Notaları, sol anahtarını bilirsiniz... Do, re, mi, fa, sol, la si’yi de,
ama Osmanlı notalarını bilmezsiniz... Bethoven’i bilmeyen yoktur; peki
Dede Efendi’yi, Ali Ufki Bey’i, Donizetti Paşa’yı bilir misiniz?
Bizim musıkimizde Batı’nın iki katı çift ses var. Nota yazımına gelince,
mesela ebcede dayalı bir yazım da var, aşağıdaki örnekte görüldüğü gibi
olanı da.
Bizim bir de siyakat yazımız var mesela. ‘Osmanlı steno’su. İnternetten indirip ona da bir bakın isterseniz...
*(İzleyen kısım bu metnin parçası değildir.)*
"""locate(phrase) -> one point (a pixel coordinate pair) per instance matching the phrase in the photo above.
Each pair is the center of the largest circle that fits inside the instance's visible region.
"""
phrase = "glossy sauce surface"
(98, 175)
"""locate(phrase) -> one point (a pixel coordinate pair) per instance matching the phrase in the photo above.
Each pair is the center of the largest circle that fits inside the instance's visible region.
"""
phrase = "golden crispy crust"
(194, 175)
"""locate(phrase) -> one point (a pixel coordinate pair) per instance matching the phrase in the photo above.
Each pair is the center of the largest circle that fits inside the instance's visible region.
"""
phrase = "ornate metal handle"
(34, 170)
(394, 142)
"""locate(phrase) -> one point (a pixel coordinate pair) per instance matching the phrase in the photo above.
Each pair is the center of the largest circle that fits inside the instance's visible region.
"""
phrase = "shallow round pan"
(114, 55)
Kocaeli’nde Çerkez Çalıştayı sırasında ilginç şeyler öğrendim... İlk
günün akşamında Çerkez ağıtları, şarkıları ve oyunları vardı... Gülcan
Altan İle Rojin de katılmıştı geceye. Rojin Çerkesçe söyledi, Altan
İngilizce, Fransızca, Çerkesçe ve tabii Türkçe de şarkılar söylüyor.
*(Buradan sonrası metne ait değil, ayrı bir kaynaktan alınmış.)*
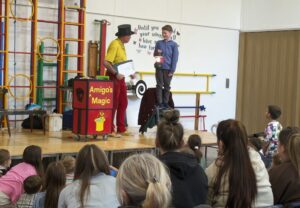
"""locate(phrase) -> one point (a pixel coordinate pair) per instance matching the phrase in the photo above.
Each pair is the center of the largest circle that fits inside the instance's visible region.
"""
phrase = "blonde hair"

Düşünüyorum da, Eurovision’a neden mesela Çerkes halk dansları eşliğinde
Çerkesçe, Boşnakça, Kürtçe, Arapça dillerinde potpuri şeklinde bir
şarkıyla katılmaz da, İngilizce batı tipi bir şarkı ile katılırız?.. Ve
Bonomo gibi bir kişilik öne çıkartılır... Bonomo olmasın değil, ama
öncelik açısından sanırım kriterler netleşse, başka tercihler öne
çıkartılabilirdi...
Oysa çok dilli, çok kültürlü bir gösteri sanırım Batılılar açısından da
ilginç, dikkate değer olacaktı... Böylece bu vesile ile bu kardeş
halkların müziği, bu halklarla birlikte Türkiye’nin başarısı ve
zenginliği olacaktı...
Bu konu bana CHP Kurultayı’ndan daha ilginç geldi.
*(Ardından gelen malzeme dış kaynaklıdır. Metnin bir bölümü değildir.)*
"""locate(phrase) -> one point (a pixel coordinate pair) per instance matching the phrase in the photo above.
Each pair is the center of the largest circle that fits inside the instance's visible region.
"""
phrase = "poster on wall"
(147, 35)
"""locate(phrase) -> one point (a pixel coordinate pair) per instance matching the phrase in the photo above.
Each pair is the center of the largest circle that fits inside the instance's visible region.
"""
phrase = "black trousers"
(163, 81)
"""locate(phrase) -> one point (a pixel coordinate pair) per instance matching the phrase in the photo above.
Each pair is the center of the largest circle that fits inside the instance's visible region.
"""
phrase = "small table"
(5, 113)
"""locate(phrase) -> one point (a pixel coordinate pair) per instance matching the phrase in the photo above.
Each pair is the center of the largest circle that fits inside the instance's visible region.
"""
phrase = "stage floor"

Kafkas halklarının mitolojisi benim için Bremen mızıkacılarından daha
ilginç geliyor. Bu mitoloji, Yunan mitolojisinden daha zengin gibi
geliyor bana... Anadolu havzası; doğudan, batıdan, kuzeyden, güneyden
akan halkların, kültür, dil, geleneklerinin buluştuğu münbit bir havzaya
dönüşüyor...
Bugüne kadar Kemalizm adına inkâra dayalı bir politika izlendi. Şimdi bu bölge halkları kendi gerçekleri ile yüzleşiyorlar...
Bu farklılıklar bizim için bir tehdit değil, şans... Bugün bu
hareketlilik de bir tehdit değil, fırsat... Kürt hareketinin silahlı bir
harekete dönüşmesi talihsiz bir gelişmeydi. Çerkezlerin sürece
katılması bu anlamda yeni bir fırsata dönüşebilir...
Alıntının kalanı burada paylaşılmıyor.